In a bench trial of an action at law, the trial court is the sole judge of the credibility of the witnesses and the weight to be given their testimony; an appellate court will not reevaluate the credibility of witnesses or reweigh testimony but will review the evidence for clear error. Benjamin v. Bierman, 305 Neb. 879, 943 N.W.2d 283 (2020). The trial court's factual findings have the effect of a jury verdict, and an appellate court will not disturb those findings unless they are clearly erroneous. See Nebraska Journalism Trust v. Dept. of Envt. & Energy, 316 Neb. 174, 3 N.W.3d 361 (2024).

In reviewing a judgment awarded in a bench trial of a law action, an appellate court does not reweigh evidence, but considers the evidence in the light most favorable to the successful party and resolves evidentiary conflicts in favor of the successful party, who is entitled to every reasonable inference deducible from the evidence. Wizinsky v. State, 308 Neb. 778, 957 N.W.2d 466 (2021).

V. ANALYSIS

The Ichtertzes assign error to the district court's finding in favor of Dolton Electric on its unjust enrichment claim. On cross-appeal, Dolton Electric assigns error both to the court's denial of its contractual claims as well as to the amount awarded on its unjust enrichment claim.

Unjust enrichment claims are viable only in limited circumstances, and the terms of an enforceable agreement normally displace any claim of unjust enrichment within their reach. Humphrey v. Smith, 311 Neb. 632, 974 N.W.2d 293 (2022). Though contract claims supersede unjust enrichment claims, a plaintiff is permitted to allege both, and when a plaintiff elects to do so, a court should address the contract claim first. Id. Accordingly, we first address Dolton Electric's assignment of error on cross appeal with respect to its contractual claims before turning to the parties' assigned errors with respect to unjust enrichment.

1. Contractual Claims

On cross-appeal, Dolton Electric asserts that the district court erred in denying its contractual claims (suit on an account stated and breach of contract).

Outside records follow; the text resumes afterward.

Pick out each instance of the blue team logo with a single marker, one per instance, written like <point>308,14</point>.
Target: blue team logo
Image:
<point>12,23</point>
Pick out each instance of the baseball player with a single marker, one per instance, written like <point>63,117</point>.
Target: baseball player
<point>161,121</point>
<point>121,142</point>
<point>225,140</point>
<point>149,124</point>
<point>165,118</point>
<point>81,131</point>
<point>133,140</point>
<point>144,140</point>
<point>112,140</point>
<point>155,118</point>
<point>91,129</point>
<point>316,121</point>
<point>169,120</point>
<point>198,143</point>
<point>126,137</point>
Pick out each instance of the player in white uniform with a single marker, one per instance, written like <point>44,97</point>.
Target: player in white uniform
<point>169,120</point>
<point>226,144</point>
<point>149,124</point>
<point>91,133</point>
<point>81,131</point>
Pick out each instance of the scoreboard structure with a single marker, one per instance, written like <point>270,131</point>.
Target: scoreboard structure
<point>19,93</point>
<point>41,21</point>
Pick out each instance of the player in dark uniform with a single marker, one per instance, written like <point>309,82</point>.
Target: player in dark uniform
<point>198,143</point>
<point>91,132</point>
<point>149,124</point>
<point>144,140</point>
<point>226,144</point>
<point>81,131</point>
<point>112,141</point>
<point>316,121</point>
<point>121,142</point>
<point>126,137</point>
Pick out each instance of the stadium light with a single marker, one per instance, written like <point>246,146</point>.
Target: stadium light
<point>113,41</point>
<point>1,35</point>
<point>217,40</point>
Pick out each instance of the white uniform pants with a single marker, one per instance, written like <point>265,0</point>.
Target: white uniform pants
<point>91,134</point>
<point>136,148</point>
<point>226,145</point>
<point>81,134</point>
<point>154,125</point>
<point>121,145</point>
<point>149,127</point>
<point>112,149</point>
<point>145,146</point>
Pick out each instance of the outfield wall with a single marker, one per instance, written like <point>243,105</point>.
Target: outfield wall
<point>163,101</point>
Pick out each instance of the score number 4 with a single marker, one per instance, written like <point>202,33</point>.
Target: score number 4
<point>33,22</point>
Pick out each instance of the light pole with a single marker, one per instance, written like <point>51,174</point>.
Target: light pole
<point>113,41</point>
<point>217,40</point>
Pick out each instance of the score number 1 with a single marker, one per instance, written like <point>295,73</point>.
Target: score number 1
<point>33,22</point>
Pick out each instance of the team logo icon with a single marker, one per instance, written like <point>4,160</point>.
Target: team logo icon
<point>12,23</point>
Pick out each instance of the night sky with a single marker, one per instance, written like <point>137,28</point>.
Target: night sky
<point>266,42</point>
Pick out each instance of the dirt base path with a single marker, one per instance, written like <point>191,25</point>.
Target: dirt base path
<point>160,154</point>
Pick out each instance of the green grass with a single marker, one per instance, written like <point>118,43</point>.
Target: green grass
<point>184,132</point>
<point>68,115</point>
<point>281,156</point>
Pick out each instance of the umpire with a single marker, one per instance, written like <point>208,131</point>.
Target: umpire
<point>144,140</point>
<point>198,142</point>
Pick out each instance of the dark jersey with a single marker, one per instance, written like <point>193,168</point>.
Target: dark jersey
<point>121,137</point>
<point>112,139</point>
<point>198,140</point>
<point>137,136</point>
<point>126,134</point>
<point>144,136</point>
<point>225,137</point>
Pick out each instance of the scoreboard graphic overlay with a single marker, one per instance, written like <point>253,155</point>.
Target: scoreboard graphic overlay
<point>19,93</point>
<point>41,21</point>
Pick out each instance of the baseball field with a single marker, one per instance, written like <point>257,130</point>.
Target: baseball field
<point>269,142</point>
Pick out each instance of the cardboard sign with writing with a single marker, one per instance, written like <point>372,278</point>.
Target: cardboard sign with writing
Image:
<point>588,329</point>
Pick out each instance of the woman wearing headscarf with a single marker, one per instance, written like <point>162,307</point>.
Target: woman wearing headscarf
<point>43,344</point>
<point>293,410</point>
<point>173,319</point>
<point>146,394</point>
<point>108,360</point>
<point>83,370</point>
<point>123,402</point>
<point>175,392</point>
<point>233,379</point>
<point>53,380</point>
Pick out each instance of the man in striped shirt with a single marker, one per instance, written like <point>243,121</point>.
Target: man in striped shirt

It argues that the evidence adduced at trial reflected the existence and breach of an implied contract between the parties.

(a) Account Stated

An "account stated" is an agreement between persons who have had previous dealings determining the amount due by reason of such transactions. Crossman & Hosford v. Harbison, 25 Neb.App. 849, 915 N.W.2d 101 (2018). In rejecting this claim, the district court observed that in its operative complaint, Dolton Electric alleged the formation of an oral contract for labor and materials for electrical services, rather than alleging that an account balance was agreed upon by the parties. The court also noted the evidence presented at trial that there was no agreement between the parties as to the amount owed, as well as the evidence showing that neither party had any business dealings prior to the present matter. The court concluded that Dolton Electric failed to meet its prima facie burden to show the existence of an account stated and found in favor of Ichtertzes on Dolton Electric's account stated claim.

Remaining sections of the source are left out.